A camminare per le calli di Venezia a gennaio, quasi viene voglia di fare una caccia al tesoro “dove sarà il prossimo locale aperto? Quali sono i ristoranti che ancora servono un pasto caldo in inverno?”. Tante le saracinesche abbassate, i negozi dalle vetrine scure, con solo affissi alcuni cartelli. Il freddo umido si insinua tra le strade vuote e nei cappotti dei passanti, scoraggiando i visitatori e turisti meno intrepidi a venire.

Li capisco, anche io preferirei venire in estate, fare il giro in gondola la mattina, andare a prendere il sole al lido o su di qualche terrazza il pomeriggio, fare aperitivo nei tanti campi della città dopo un giro al museo.

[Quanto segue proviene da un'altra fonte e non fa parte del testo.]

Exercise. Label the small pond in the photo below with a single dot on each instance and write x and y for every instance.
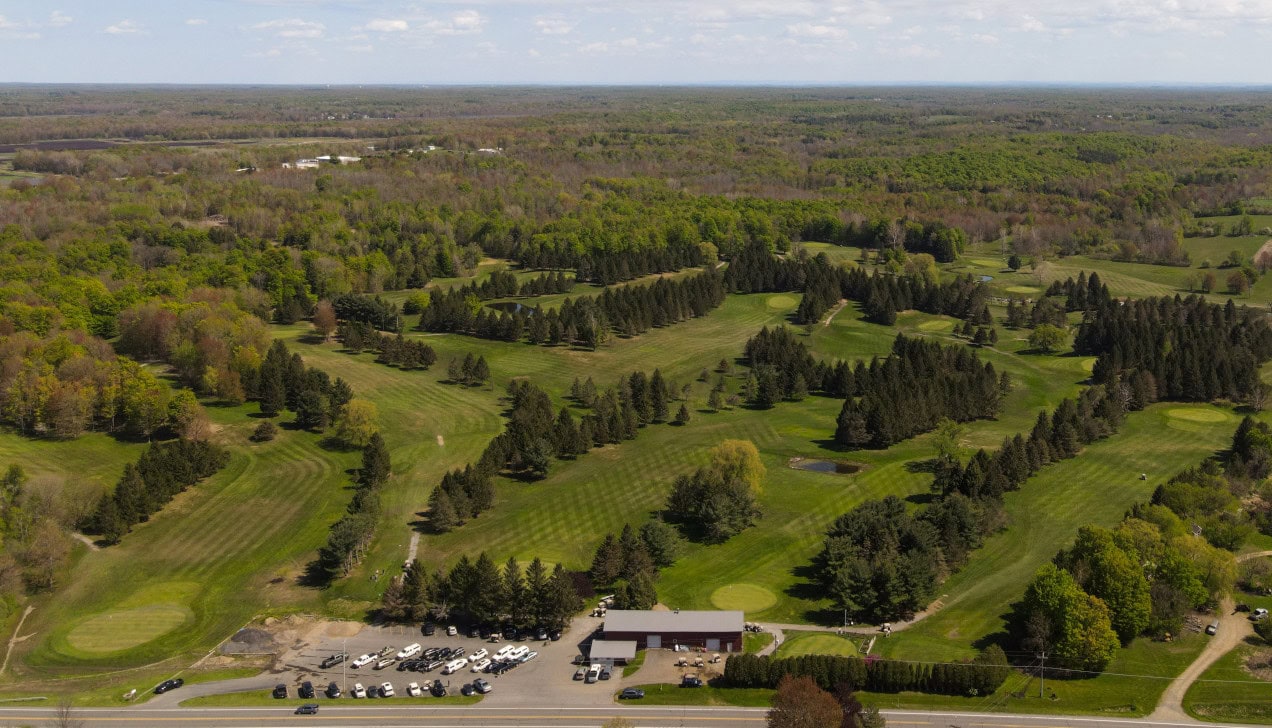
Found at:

Allo stesso modo non si può che apprezzare Venezia per tutta l’intima tranquillità che regala in questi periodi dell’anno. C’è tanto da scoprire e da apprezzare in questi mesi freddi e siamo qui proprio per esaltare una stagione che non riceve l’attenzione che si merita. È un paradosso che speriamo rimanga parzialmente valido; poter apprezzare questa perla ora, ché son pochi a mirarla.

LA BASSA STAGIONE

Si sa, dopo il Capodanno e prima del carnevale, Venezia vive la bassa stagione turistica. Complice il Covid, quest’anno molte attività hanno presto fatto due conti e per la maggior parte è stata presa la scelta di rimandare a data da destinarsi il momento della nuova apertura. La bassa stagione è storicamente un momento in cui molti locali, ristoranti, bar e alberghi prendono una pausa riflessiva – se così si può chiamare – e si preparano per l’alta stagione. Se sono molti i locali chiusi, non vi preoccupate, la città non è affatto morta, e questo grazie alla sua infinita bellezza e – appunto – a quelle attività che con una solida reputazione tra studenti e residenti offrono il servizio tutti i giorni dell’anno.

POCHI MA BONI

A Venezia “pochi ma boni” potrebbe essere lo slogan di questi baluardi dell’accoglienza che tengono aperto anche nei mesi più calmi. Calmi su un fronte, agitati su di un altro. Irriducibili anche di fronte alle grandi nebbie e all’acqua alta. Pochi ma boni in questo periodo dell’anno arriva a significare “buoni perché pochi”, chi resiste ha una marcia in più.

Pochi ma boni è un gridare “noi ci siamo”, Venezia è viva e merita di essere vista e vissuta anche in inverno. È un dimostrare durante tutto l’anno che le persone meritano i servizi e i prodotti che cercano e che noi sappiamo dare.

NOI CI SIAMO

Noi di Bakarò siamo fieri ed entusiasti di accogliervi sempre e comunque, per un aperitivo a base di spritz e cicchetti veneziani, per una squisita cena romantica in questa Venezia così intima e misteriosa. Per un pranzo con amici nel centro del campo più cool di Venezia. Con la cura e la dedizione che ci ha sempre contraddistinto, con la qualità dei prodotti locali e rivisitazioni ricercate.

Siamo pronti per esaltare Venezia e la sua ristorazione nel momento in cui è più difficile farlo. Come sempre, con voi.